『ピコーン!』漫画 青山景 原作 舞城王太郎小学館 1200円
評価 ☆☆☆☆☆☆☆☆★★(星八個)
内容
新現代文学の名手、舞城王太郎の原作を青山景が漫画化。
内容は短編集『熊の場所』から「ピコーン!」・『みんな元気』から「スクールアタック・シンドローム」の二編を漫画化したもの。
紹介
たまたま、古本屋で見つけて立ち読みしてみたら、とても感動した。
なぜかっていうと、読んだ人ならわかると思うけど、あの舞城の小説をどうやって漫画化するんだろうと疑問に思っていたからだ。
しかし、蓋を開けてみれば、なんら違和感ないものとして仕上がっていた。舞城の小説を読んだときと同じような雰囲気が楽しめますよ。
むしろ、少し舞城氏の文体が合わないという方にお奨めしてもよいかも。
とても、わかりやすく表現されています。少し特異な文体に埋もれ気味のテーマが、明確になっていますね。
舞城氏が苦手な方もこれを読めば少し見方が変わるんじゃないかな。
舞城フリークの方もこれは違和感ないと思いますよ。
というのも、舞城の文体がしっかり出ています。地の文ではしっかりと雰囲気が出ていますからね。
いいことか悪いことかは人それぞれですが、この漫画は舞城王太郎という力が全然消えていません。
青山景氏がぴったり合っているということかもしれませんが。
僕の読んだ感じだと、舞城氏の小説を漫画化というよりも、とても挿絵の多い舞城の小説といった感じです。
なんにしても、ここまで上手く漫画化したのは素晴らしいと思います。
青山氏の漫画も読んでみたいと思います。天晴れ。
『阿修羅ガール』 舞城 王太郎 著評価 7
ストーリー
今どきの女子高生アイコが、つまらないSEXによって自尊心を失い、自分を取り戻すために昔抱いていた金田への恋心を思い出す。しかし、周りでは殺人・リンチ・誘拐などが起こり、世界は混沌の時代を迎える。アイコの現実世界と脳内世界を忠実に描き、混沌としながらもさわやかにまとまる作品。アイコは何を見て、何を得たのか?
2003年三島由紀夫賞受賞作品!!
以下、書評です。↓(未読のかたは遠慮してください)
『好き好き大好き超愛してる』舞城 王太郎評価 7(十段階)
メフィスト賞にてデビューし、03年三島由紀夫賞を受賞した覆面作家舞城王太郎の作品。一時は芥川賞(直木賞?)の候補になり、話題になったことで知っている人も多いかもしれない。

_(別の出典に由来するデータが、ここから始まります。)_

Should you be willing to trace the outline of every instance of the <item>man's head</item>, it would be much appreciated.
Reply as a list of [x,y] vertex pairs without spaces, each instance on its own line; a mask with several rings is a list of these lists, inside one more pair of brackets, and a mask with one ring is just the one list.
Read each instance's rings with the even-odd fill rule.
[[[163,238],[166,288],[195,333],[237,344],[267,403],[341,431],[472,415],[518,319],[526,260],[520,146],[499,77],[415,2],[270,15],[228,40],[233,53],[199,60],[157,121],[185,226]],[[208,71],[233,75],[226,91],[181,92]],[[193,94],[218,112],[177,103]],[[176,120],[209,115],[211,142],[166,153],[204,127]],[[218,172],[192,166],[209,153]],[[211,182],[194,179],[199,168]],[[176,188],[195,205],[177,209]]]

この作品は、表題作と「ドリルホール・イン・マイ・ブレイン」の2作からなっている。
個人的に表題作のほうがおもしろかった。作家と死に直面している一見ありきたりに見える話である。そして現実と小説のリアルさが交差しているラブストーリー。一見、恋愛を描いていないように見えても、テーマは一貫して愛である。
この作品で彼の小説への姿勢が少し、窺えたような気がする。
この人の作品は人の夢を読んでいるような気がするが、それが顕著に現れている作品だと思う。夢って結構むちゃくちゃですよね?でもフロイト?に言わせると夢はなんらかの意味があるみたい。舞城氏の夢もしっかり意味はあります。夢を書いているだけではありません。
デビュー作でもある奈津川シリーズの「煙か土か食い物」より失踪感はあまりないです。
でも下手な恋愛小説よりずっとおもしろい。今、ブーム(?)となっているありきたりな純愛に嫌悪感を抱いている人はこれをお勧めします。舞城氏を読んだことがない人もこれをまず読んでみたらどうですか?
本領発揮ともいえるドリルホールのほうも一緒にあるから一石二鳥。
あと舞城氏はイラストも書いています。絵のことはさっぱりわかりませんが、彼(彼女?)らしい絵です。
ドリルホールはあえて何も言いません。最初のインパクトを味わってほしいから(笑)
舞城氏の作品は失踪感はとてもあるがゆえに、改行が極端に少ないのでテンポが合わないかも
しれませんが、それもこの人の作品の特徴です。
舞城王太郎氏を未読の初心者にお勧めの一品。